Upon witnessing the initial kidnapping, you are immediately drawn into the story and the broken mind of McAvoy’s character, Kevin Wendell Crumb. The movie continued to flow extremely well from scene to scene and successfully wove together these three seemingly random stories into one cohesive whole.
Overall, this was a good movie, with a strong beginning but a weak ending. So far, it’s doing extremely well, so it looks like a sequel could be on the horizon. However, before we think about sequels, we must focus on this current movie. While “Split” should not make you run to the theaters, “Split” would be a good candidate to consider the next time you find yourself at Redbox searching for a movie to watch.
Classified as a horror, this movie falls a little flat for the genre. It is neither scary nor would it be considered a psychological thriller. Despite a strong beginning, the movie slowly begins to lose direction as it progresses. It was as if the movie itself were split in its own intentions, unsure of whether it was a horror movie or a psychological thriller. It left one feeling unsatisfied by its conclusion, and even Shyamalan’s signature twist ending was weaker than ever.
I had high hopes for this movie, but with high hopes comes easy disappointment. Although I still found myself yearning to know the conclusion, there was nothing shocking about it, and the ending left you with an almost anticlimactic feeling. There are rumors circulating on the internet of a surprise twist at the end of this movie that was supposed to knock my socks off. But when the twist came, I just sat there in my seat, confused and with both socks still on. If you are not familiar with Shyamalan’s previous works, then the twist might make you feel a little left out. I left feeling confused instead of surprised.
In fact, the only intriguing part of the ending was that “Split” connects to a previous film he made, in an apparent attempt to create a “Shyamalan Extended Universe.” But instead of opening the door for more stories, I feel that this ending only cheapened the rest of the movie, giving the impression that you have only watched a very long trailer for its sequel.

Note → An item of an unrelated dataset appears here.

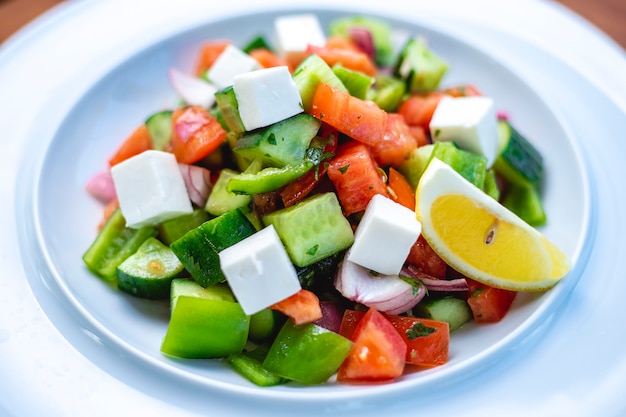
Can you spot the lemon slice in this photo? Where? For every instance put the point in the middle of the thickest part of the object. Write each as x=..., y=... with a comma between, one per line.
x=481, y=238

Although it would be difficult to call this film a masterpiece when placed side-by-side with his previous works, if you clear your head of unrealistic expectations, then “Split” really does work as a good movie. However, it is difficult to do so because of the connected ending. Regardless, this may mark the end of Shyamalan’s “Flop Phase” and mark the beginning of a new chapter in his filmmaking career.